Trinity Social Housing Law barrister, Henry Percy-Raine has prepared the following summary of the recent case of Khan v Mehmood [2022] EWCA Civ 791.  

The appeal concerned a challenge by the owner of a property (“the appellant”) to the quantum of damages (the period over which damages were based and the 10 per cent Simmons v Castle uplift applied to general damages) awarded to a tenant (“the respondent”) for breach of the duty under s.11 of the Landlord and Tenant Act 1985 to keep the property in repair.


The respondent moved into the property in about March 2005. It was his case that at all times during his occupancy the property was in an extremely poor state of repair. In about March 2011 the respondent signed a tenancy agreement. In July 2013 the appellant commenced possession proceedings on the basis of rent arrears. By way of an amended defence and counterclaim, the respondent sought to set off rent arrears under a counterclaim for disrepair.

The final hearing was listed in August 2014. The appellant did not attend the hearing. The district judge dismissed the possession claim and gave judgment on the counterclaim awarding damages for disrepair at 50 per cent of the rent for the period from May 2007 (allowing 2 months for repairs) to the date of trial. In the absence of documentary evidence the judge also included special damages in the assessment of general damages, ordered the return of the deposit, added a penalty under s.214 of the Housing Act 2004, a further 10 per cent uplift on damages, interest on damages since May 2007 and ordered the appellant to carry out the schedule of works.

First instance appeal

The appellant put forward four grounds of appeal, including that the award of damages was excessive on the basis that the s.11 duty was owed only to a tenant; accordingly the respondent had no claim for such damages between 2007-2011 when he was in occupation but not a tenant. Additionally, she claimed that it was wrong as a matter of law to increase the damages by 10 per cent under the Simmons v Castle uplift. The circuit judge dismissed the appeal on all grounds.

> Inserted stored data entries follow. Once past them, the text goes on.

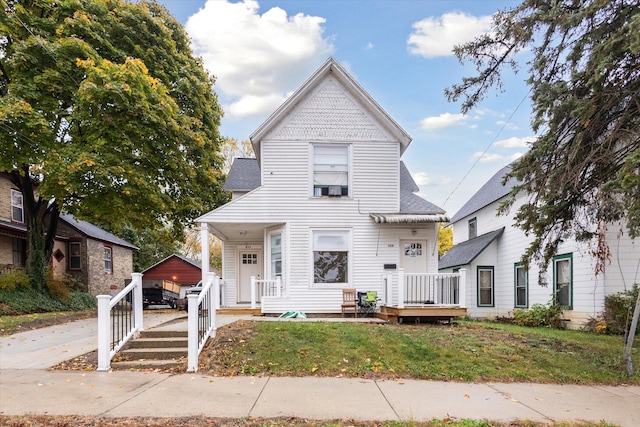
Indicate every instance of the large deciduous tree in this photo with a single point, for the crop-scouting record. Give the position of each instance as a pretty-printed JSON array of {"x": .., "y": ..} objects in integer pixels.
[
  {"x": 106, "y": 111},
  {"x": 584, "y": 75}
]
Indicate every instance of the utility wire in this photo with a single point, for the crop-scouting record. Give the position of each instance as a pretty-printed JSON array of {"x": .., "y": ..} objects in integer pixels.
[{"x": 487, "y": 148}]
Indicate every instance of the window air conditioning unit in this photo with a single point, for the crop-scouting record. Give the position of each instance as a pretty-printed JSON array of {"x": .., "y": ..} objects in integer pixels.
[{"x": 335, "y": 190}]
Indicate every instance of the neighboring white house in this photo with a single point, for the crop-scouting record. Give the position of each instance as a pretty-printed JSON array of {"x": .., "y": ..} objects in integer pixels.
[
  {"x": 490, "y": 247},
  {"x": 326, "y": 205}
]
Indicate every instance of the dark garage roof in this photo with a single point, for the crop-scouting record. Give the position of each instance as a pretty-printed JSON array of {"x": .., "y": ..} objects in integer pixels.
[{"x": 465, "y": 252}]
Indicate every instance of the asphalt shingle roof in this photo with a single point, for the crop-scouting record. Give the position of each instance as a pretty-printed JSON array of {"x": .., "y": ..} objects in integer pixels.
[
  {"x": 491, "y": 191},
  {"x": 465, "y": 252},
  {"x": 244, "y": 175},
  {"x": 95, "y": 232}
]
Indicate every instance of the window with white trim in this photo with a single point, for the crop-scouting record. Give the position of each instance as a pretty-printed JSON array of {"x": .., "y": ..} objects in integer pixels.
[
  {"x": 563, "y": 279},
  {"x": 275, "y": 255},
  {"x": 473, "y": 228},
  {"x": 108, "y": 260},
  {"x": 19, "y": 252},
  {"x": 485, "y": 287},
  {"x": 330, "y": 170},
  {"x": 331, "y": 257},
  {"x": 521, "y": 283},
  {"x": 17, "y": 207},
  {"x": 75, "y": 259}
]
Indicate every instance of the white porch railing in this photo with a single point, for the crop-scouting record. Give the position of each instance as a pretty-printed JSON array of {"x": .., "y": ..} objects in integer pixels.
[
  {"x": 119, "y": 319},
  {"x": 264, "y": 288},
  {"x": 440, "y": 289},
  {"x": 201, "y": 319}
]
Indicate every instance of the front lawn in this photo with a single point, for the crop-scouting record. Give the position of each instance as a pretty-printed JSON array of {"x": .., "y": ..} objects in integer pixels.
[{"x": 468, "y": 351}]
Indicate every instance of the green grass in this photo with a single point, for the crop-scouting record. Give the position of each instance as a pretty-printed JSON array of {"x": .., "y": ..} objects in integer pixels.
[
  {"x": 470, "y": 351},
  {"x": 24, "y": 322}
]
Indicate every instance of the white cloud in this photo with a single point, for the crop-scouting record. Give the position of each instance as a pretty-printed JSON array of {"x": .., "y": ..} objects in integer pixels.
[
  {"x": 443, "y": 121},
  {"x": 507, "y": 125},
  {"x": 421, "y": 178},
  {"x": 487, "y": 158},
  {"x": 515, "y": 142},
  {"x": 436, "y": 36},
  {"x": 256, "y": 58}
]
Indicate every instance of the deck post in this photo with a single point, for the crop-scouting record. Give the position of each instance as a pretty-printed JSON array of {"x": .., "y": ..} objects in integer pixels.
[
  {"x": 204, "y": 251},
  {"x": 214, "y": 298},
  {"x": 192, "y": 325},
  {"x": 253, "y": 291},
  {"x": 137, "y": 301},
  {"x": 104, "y": 336},
  {"x": 401, "y": 288},
  {"x": 462, "y": 288}
]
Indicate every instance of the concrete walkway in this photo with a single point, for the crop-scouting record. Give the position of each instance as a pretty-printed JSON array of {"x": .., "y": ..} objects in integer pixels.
[{"x": 27, "y": 388}]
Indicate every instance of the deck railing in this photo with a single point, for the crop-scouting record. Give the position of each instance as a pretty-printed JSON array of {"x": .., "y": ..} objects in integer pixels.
[
  {"x": 441, "y": 289},
  {"x": 264, "y": 288},
  {"x": 201, "y": 319},
  {"x": 119, "y": 319}
]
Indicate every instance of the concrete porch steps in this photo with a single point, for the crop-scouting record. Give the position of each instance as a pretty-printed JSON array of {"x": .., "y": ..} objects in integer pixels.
[{"x": 154, "y": 349}]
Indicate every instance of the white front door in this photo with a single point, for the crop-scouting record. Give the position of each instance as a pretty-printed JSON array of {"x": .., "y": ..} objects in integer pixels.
[
  {"x": 414, "y": 256},
  {"x": 250, "y": 265}
]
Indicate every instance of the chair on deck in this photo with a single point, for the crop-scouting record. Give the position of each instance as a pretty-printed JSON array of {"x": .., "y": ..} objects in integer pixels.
[
  {"x": 349, "y": 301},
  {"x": 368, "y": 302}
]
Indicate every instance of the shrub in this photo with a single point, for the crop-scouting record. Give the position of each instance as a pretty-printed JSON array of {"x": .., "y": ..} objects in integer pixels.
[
  {"x": 616, "y": 316},
  {"x": 14, "y": 278},
  {"x": 539, "y": 315}
]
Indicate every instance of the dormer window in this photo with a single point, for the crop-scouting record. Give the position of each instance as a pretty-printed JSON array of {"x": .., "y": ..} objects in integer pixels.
[
  {"x": 17, "y": 209},
  {"x": 330, "y": 170},
  {"x": 473, "y": 228}
]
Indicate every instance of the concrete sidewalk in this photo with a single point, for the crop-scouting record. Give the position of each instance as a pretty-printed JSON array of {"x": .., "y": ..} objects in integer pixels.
[
  {"x": 26, "y": 387},
  {"x": 123, "y": 393}
]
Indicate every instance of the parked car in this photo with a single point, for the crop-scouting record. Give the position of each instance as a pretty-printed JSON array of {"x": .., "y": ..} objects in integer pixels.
[{"x": 193, "y": 290}]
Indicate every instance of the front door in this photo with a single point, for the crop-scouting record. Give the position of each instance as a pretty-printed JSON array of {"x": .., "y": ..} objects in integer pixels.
[
  {"x": 250, "y": 265},
  {"x": 414, "y": 256}
]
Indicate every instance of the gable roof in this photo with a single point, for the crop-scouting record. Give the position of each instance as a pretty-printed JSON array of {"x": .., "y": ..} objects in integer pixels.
[
  {"x": 180, "y": 257},
  {"x": 465, "y": 252},
  {"x": 413, "y": 208},
  {"x": 94, "y": 231},
  {"x": 244, "y": 175},
  {"x": 491, "y": 191},
  {"x": 333, "y": 69}
]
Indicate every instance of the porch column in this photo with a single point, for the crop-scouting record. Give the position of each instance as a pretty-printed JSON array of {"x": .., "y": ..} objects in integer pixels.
[
  {"x": 204, "y": 251},
  {"x": 401, "y": 288}
]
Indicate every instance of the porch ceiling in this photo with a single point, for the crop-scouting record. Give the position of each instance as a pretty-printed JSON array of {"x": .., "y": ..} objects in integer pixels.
[{"x": 240, "y": 231}]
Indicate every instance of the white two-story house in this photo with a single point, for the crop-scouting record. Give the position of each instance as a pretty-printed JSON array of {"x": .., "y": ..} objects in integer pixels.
[
  {"x": 490, "y": 248},
  {"x": 326, "y": 205}
]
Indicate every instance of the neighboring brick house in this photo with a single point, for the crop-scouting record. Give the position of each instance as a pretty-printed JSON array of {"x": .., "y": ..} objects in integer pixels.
[{"x": 94, "y": 257}]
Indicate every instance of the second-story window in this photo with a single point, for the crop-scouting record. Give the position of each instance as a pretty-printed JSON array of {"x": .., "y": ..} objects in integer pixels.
[
  {"x": 473, "y": 228},
  {"x": 17, "y": 208},
  {"x": 330, "y": 170},
  {"x": 108, "y": 260}
]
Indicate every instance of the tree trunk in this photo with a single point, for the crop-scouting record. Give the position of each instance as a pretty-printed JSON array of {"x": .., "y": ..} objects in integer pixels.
[
  {"x": 40, "y": 234},
  {"x": 631, "y": 336}
]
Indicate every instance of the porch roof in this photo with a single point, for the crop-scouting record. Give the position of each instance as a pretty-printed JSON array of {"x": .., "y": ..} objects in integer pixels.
[{"x": 404, "y": 218}]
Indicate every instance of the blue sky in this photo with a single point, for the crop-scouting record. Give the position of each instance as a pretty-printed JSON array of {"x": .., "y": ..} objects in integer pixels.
[{"x": 398, "y": 50}]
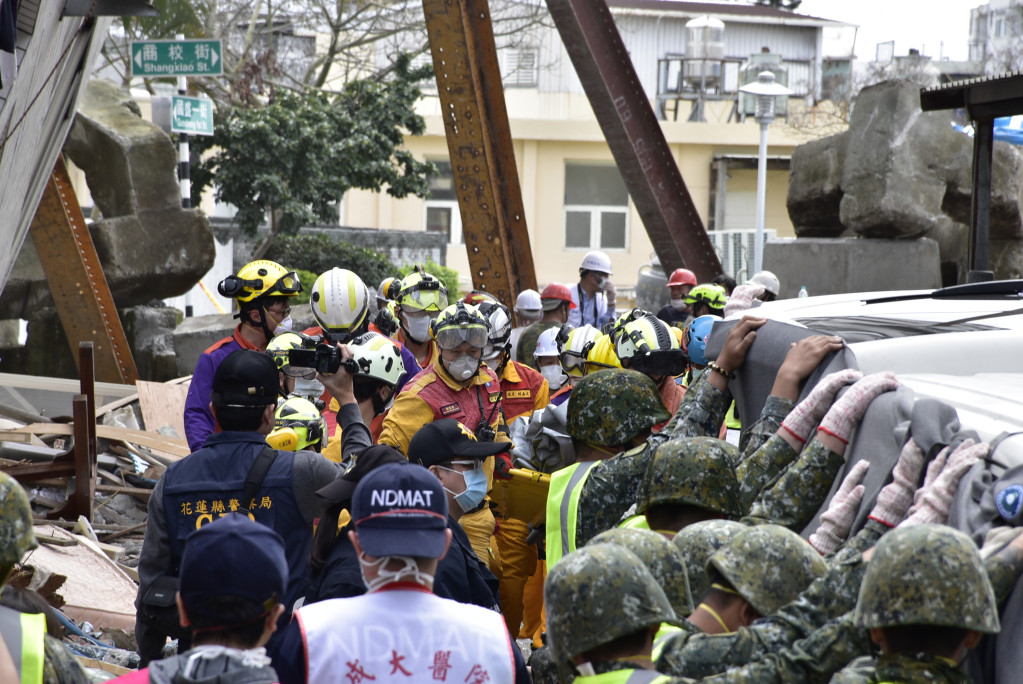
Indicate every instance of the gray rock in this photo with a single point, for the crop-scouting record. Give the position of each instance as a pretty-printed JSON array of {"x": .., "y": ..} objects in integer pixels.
[{"x": 815, "y": 187}]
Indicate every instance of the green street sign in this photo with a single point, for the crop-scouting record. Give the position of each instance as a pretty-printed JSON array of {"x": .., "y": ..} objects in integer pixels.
[
  {"x": 191, "y": 115},
  {"x": 177, "y": 57}
]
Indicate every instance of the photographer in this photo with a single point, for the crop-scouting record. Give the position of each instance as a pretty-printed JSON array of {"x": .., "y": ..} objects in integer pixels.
[{"x": 457, "y": 385}]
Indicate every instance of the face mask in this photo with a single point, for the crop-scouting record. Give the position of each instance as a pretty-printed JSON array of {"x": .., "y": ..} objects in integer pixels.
[
  {"x": 283, "y": 326},
  {"x": 410, "y": 571},
  {"x": 308, "y": 388},
  {"x": 417, "y": 327},
  {"x": 554, "y": 375},
  {"x": 476, "y": 489},
  {"x": 463, "y": 367}
]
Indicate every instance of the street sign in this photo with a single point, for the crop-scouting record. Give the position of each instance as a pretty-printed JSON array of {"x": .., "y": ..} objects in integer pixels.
[
  {"x": 191, "y": 115},
  {"x": 177, "y": 57}
]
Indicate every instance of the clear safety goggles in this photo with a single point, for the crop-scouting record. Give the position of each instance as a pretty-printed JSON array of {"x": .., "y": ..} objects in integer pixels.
[{"x": 452, "y": 337}]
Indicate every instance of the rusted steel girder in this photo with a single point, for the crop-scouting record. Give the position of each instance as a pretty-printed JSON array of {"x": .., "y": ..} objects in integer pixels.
[
  {"x": 479, "y": 137},
  {"x": 634, "y": 136},
  {"x": 76, "y": 279}
]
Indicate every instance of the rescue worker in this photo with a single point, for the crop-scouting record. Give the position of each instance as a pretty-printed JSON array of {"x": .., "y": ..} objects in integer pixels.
[
  {"x": 706, "y": 300},
  {"x": 589, "y": 302},
  {"x": 298, "y": 425},
  {"x": 528, "y": 310},
  {"x": 28, "y": 653},
  {"x": 420, "y": 298},
  {"x": 645, "y": 344},
  {"x": 400, "y": 517},
  {"x": 263, "y": 290},
  {"x": 547, "y": 358},
  {"x": 234, "y": 470},
  {"x": 233, "y": 575},
  {"x": 557, "y": 302},
  {"x": 679, "y": 284},
  {"x": 457, "y": 385}
]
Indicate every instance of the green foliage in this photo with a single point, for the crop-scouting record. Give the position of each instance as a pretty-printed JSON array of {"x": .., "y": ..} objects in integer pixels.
[
  {"x": 317, "y": 253},
  {"x": 447, "y": 275},
  {"x": 300, "y": 152}
]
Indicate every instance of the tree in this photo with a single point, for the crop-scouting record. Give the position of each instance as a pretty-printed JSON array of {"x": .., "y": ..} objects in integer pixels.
[{"x": 299, "y": 153}]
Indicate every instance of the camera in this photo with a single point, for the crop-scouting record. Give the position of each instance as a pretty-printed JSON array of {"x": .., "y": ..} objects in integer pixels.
[{"x": 325, "y": 359}]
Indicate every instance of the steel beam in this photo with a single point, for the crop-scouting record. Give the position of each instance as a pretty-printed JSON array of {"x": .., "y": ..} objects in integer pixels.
[
  {"x": 479, "y": 137},
  {"x": 634, "y": 136},
  {"x": 76, "y": 279}
]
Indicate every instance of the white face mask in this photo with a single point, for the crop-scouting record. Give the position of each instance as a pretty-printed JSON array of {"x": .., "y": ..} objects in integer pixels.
[
  {"x": 463, "y": 367},
  {"x": 554, "y": 375},
  {"x": 410, "y": 571},
  {"x": 283, "y": 326},
  {"x": 417, "y": 327}
]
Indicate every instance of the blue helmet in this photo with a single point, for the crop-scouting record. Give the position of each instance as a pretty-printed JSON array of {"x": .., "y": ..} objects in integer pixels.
[{"x": 695, "y": 338}]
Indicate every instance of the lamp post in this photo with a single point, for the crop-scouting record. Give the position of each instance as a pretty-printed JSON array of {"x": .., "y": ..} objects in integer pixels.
[{"x": 765, "y": 90}]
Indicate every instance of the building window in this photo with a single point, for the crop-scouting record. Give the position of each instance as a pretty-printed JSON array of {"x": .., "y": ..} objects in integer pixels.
[
  {"x": 442, "y": 207},
  {"x": 596, "y": 208},
  {"x": 520, "y": 66}
]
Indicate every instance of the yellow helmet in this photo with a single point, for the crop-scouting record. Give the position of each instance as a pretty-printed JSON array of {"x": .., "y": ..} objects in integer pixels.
[
  {"x": 602, "y": 356},
  {"x": 421, "y": 291},
  {"x": 260, "y": 278}
]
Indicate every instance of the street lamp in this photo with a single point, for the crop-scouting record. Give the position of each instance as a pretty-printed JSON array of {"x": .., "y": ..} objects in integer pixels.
[{"x": 765, "y": 90}]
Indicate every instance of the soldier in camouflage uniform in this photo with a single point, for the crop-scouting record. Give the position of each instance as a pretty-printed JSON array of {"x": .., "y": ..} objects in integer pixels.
[
  {"x": 16, "y": 539},
  {"x": 926, "y": 599}
]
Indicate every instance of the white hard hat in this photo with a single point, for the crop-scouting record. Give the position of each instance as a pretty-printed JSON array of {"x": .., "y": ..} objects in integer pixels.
[
  {"x": 596, "y": 261},
  {"x": 768, "y": 280},
  {"x": 528, "y": 300},
  {"x": 340, "y": 302},
  {"x": 546, "y": 344}
]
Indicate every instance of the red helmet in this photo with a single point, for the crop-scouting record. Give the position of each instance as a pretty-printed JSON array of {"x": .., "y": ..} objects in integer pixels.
[
  {"x": 557, "y": 290},
  {"x": 681, "y": 276}
]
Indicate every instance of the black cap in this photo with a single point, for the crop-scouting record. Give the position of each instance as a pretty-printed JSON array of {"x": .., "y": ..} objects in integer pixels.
[
  {"x": 247, "y": 377},
  {"x": 447, "y": 440},
  {"x": 363, "y": 462}
]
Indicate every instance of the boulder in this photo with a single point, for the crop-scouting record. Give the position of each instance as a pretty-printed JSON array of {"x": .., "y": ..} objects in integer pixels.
[{"x": 815, "y": 187}]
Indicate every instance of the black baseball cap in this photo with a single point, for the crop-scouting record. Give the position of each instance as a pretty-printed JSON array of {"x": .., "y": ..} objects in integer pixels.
[
  {"x": 232, "y": 555},
  {"x": 363, "y": 462},
  {"x": 447, "y": 440},
  {"x": 400, "y": 509},
  {"x": 246, "y": 377}
]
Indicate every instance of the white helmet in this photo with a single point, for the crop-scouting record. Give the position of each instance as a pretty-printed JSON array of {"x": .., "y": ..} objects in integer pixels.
[
  {"x": 596, "y": 261},
  {"x": 546, "y": 344},
  {"x": 376, "y": 357},
  {"x": 340, "y": 302},
  {"x": 528, "y": 302},
  {"x": 768, "y": 280}
]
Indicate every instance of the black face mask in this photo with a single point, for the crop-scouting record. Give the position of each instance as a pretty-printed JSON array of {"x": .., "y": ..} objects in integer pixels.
[{"x": 380, "y": 404}]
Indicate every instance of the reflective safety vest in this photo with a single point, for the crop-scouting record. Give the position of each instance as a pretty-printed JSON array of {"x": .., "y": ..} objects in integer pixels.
[
  {"x": 23, "y": 635},
  {"x": 625, "y": 677},
  {"x": 563, "y": 509},
  {"x": 403, "y": 633}
]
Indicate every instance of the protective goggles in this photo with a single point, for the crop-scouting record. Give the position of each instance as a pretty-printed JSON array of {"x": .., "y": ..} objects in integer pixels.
[
  {"x": 286, "y": 284},
  {"x": 452, "y": 337}
]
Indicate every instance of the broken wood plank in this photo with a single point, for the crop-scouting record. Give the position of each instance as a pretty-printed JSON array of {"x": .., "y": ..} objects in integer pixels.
[{"x": 163, "y": 406}]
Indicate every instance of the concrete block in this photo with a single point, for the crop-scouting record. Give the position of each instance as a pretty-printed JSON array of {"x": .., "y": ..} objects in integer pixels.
[{"x": 827, "y": 266}]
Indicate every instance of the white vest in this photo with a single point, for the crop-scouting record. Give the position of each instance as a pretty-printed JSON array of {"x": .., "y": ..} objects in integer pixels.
[{"x": 389, "y": 633}]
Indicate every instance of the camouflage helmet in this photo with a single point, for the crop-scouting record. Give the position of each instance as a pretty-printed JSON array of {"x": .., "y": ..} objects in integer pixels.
[
  {"x": 599, "y": 593},
  {"x": 698, "y": 542},
  {"x": 768, "y": 565},
  {"x": 611, "y": 408},
  {"x": 663, "y": 560},
  {"x": 693, "y": 470},
  {"x": 927, "y": 575},
  {"x": 16, "y": 536}
]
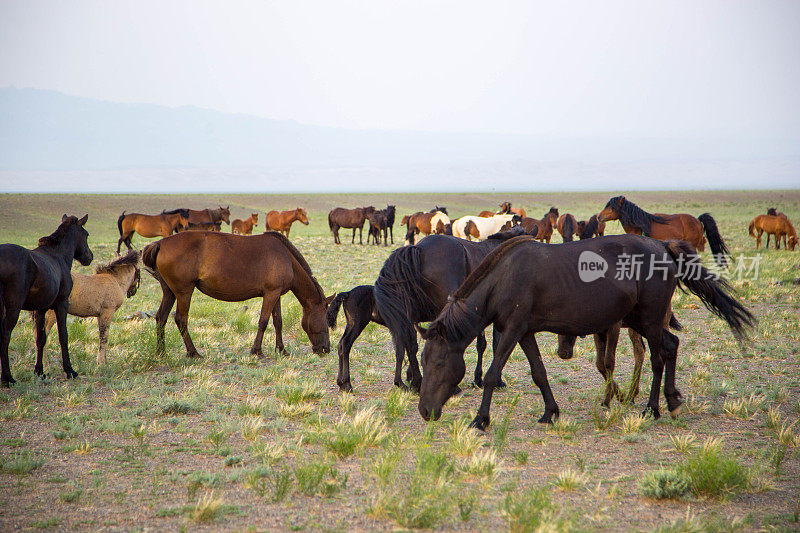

Decision of the Court of Appeal

The appellant was granted permission to appeal with respect to two grounds namely the period upon which damages were awarded and the application of the 10 per cent Simmons v Castle uplift. The Housing Law Practitioners Association were granted permission to intervene on the second ground.

On the first ground, the Court noted that, looking at the pleadings as a whole and the written evidence, it was common ground that the respondent occupied the property from 2007 but only became a tenant in 2011. Accordingly, it was at the point he became a tenant in March 2011 that he became entitled to damages for breach of the s.11 duty, and the award of damages dating back to 2007 was therefore excessive [35].

On the second ground, the Court noted that there was nothing in the judgment in Simmons v Castle to suggest that the application of the uplift should be restricted to cases where damages are assessed by reference to a tariff [56]. Further, the basis of calculation in disrepair cases of taking a notional reduction in rent as the starting point which may incorporate an adjustment for inflation was not justification for excluding such damages from the scope of the uplift [57].

Noting that conditional fee agreements play an important role in assisting tenants to bring claims for breach of repairing covenants, the Court considered that the award for general damages in disrepair cases falls squarely within the primary purpose of the Simmons v Castle uplift; by way of compensation for the success fee which the tenant’s lawyer is entitled to be paid but which, following LASPO, cannot be recovered from the defendant landlord [58]. Accordingly, the Court reached the clear conclusion that there were no good reasons as to why general damages for breach of a repairing covenant should be excluded from the 10 per cent Simmons v Castle uplift. On the contrary, the Court found there are good reasons why such damages should attract the uplift.

The appeal was accordingly allowed on the first ground, meaning that the level of damages and interest awarded had to be reduced but the appeal was not allowed on the second ground.